The challenge with Lovinmalta involved very tight project deadlines as well as the possibility of very fast surges of visitors when there is breaking news. The portal commonly has 5 to 10x traffic surges within a few minutes of breaking news. Since, for cost saving reasons, having a large pool of servers waiting for such traffic surges was not possible or ideal, another solution had to be found.
Lovinmalta and 56Bit, decided to solve this issue by eliminating the need to do any significant predictions in the first place. By using AWS's very mature, and ever-growing portfolio of container orchestration products we were able to provide a highly redundant, scalable and secure system whilst fully controlling costs.
After evaluating various options, AWS was chosen as the public cloud provider of choice. The reason was not just based on costs, which were considerably less when compared like with like, but also the maturity, scalability potential and unparalleled feature set provided by the AWS service portfolio.
56Bit provides peace of mind to technology-driven business through best-in-class cloud solutions. Lovinmalta, whose core business is totally dependent on the underlying technology required an experienced partner with profound knowledge on serverless technologies that could deliver a high-quality service on time and within budget.
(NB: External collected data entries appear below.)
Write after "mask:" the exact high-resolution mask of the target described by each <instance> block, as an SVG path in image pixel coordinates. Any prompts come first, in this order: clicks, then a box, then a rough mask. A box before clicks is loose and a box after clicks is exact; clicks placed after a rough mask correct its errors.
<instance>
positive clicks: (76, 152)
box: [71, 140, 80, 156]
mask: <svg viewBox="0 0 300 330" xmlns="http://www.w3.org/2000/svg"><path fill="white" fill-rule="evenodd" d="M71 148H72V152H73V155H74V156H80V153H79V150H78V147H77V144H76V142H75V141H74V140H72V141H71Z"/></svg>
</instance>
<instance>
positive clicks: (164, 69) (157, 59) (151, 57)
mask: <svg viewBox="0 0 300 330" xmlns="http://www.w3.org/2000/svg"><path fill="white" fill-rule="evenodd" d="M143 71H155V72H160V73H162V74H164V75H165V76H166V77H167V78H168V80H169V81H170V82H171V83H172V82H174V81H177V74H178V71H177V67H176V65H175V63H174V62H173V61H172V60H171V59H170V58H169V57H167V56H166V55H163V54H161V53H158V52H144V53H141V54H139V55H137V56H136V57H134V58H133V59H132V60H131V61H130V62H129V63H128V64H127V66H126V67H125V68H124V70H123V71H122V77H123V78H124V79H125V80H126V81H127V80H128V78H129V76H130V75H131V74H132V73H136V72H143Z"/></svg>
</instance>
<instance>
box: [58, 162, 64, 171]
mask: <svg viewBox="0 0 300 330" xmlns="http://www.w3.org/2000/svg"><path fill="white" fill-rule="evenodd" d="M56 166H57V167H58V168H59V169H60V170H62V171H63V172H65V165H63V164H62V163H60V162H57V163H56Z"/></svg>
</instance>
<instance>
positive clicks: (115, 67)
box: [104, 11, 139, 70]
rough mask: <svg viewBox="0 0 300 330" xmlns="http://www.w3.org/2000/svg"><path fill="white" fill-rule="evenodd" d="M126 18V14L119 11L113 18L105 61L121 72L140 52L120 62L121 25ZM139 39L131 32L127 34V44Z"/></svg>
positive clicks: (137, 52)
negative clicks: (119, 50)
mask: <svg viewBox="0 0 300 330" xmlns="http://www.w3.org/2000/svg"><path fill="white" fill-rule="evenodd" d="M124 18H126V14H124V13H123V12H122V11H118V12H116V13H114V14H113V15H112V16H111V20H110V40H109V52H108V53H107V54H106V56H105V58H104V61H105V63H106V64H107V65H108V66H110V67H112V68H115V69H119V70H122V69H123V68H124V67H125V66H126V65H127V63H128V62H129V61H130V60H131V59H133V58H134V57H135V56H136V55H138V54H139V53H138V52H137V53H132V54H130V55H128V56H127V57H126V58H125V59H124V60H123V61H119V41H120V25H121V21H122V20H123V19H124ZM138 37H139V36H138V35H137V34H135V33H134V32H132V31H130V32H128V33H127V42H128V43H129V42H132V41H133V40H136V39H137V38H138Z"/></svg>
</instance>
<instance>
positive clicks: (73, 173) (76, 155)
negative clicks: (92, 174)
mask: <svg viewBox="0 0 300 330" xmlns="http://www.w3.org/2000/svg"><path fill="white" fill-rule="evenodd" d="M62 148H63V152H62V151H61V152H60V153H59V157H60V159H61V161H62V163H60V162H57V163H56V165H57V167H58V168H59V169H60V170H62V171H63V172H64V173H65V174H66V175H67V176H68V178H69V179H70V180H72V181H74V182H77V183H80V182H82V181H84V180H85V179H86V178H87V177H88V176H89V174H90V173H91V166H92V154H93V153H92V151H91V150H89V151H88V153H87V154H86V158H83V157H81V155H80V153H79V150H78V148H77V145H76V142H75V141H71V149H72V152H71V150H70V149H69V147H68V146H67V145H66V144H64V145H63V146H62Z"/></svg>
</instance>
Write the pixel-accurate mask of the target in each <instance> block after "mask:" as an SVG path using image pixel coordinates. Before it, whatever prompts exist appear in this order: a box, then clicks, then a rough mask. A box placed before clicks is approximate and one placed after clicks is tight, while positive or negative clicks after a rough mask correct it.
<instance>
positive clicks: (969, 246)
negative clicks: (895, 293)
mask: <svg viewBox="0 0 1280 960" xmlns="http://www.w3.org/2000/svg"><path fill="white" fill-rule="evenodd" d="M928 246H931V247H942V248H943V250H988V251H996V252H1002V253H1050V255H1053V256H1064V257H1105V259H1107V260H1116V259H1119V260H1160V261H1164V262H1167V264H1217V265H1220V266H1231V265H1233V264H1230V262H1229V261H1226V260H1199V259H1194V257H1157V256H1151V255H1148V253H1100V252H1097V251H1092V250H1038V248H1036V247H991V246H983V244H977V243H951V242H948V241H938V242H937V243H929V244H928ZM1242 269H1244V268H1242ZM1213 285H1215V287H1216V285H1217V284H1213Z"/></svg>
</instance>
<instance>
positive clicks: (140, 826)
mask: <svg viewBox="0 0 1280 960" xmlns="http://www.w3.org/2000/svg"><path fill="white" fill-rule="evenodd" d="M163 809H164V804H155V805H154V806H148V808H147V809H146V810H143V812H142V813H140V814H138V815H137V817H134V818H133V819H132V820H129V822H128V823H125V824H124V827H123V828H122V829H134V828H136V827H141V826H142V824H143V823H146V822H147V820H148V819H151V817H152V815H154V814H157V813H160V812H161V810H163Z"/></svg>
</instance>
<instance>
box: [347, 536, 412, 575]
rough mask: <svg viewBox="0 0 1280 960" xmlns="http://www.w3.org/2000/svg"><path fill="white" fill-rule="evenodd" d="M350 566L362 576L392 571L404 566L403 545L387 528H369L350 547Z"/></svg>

Lovinmalta teamed up with 56Bit to consult, design, build and maintain this platform, working hand-in-hand with the software development team.
The solution is based on the AWS Well-Architected Framework and includes the following components:
Amazon ECS is used to orchestrate the containerized backend logic and frontend dynamic html logic. All containers, connected to VPCs, are run on multiple AZs to ensure high availability and maximum scalability. Very aggressive and strict scaling policies are used to scale the underlying EC2 hosts and the overlying containers. Multiple lambda functions are also used for internal tasks such as Development and Staging environment switch on and off which is key to reducing costs.
Amazon RDS (Aurora engine with MySQL compatibility) was chosen to host a fully managed cluster of MySQL servers on multiple availability zones.
Amazon S3 is used as a static file storage system. Considering it was designed with 99.99% availability and 99.999999999% (that's 11 x 9s!) durability, the decision was easy. Multiple buckets, some fronted by the Amazon CloudFront CDN are used for image hosting, logging and other miscellaneous uses.
Implement a Disaster Recovery (DR) solution that handles region-wide failures. Whilst the system is already highly-available, since everything runs in multiple AZs, this can be improved further with a cross-region solution. It will not be very hard to move to another region, since everything is implemented using IaC.
At the moment we do not envisage the need for database caching, but a database caching layer can easily be spun up using AWS Elasticache (Redis) to add a very fast caching layer between the ECS compute and the RDS database. This will increase performance, reduce database hosting costs and decouple the architecture even further.
Moving to AWS Fargate (for ECS) and using Aurora Serverless (for Mysql) would remove all manual management of the underlying servers and provide us with the space to focus on improving and monitoring the infrastructure.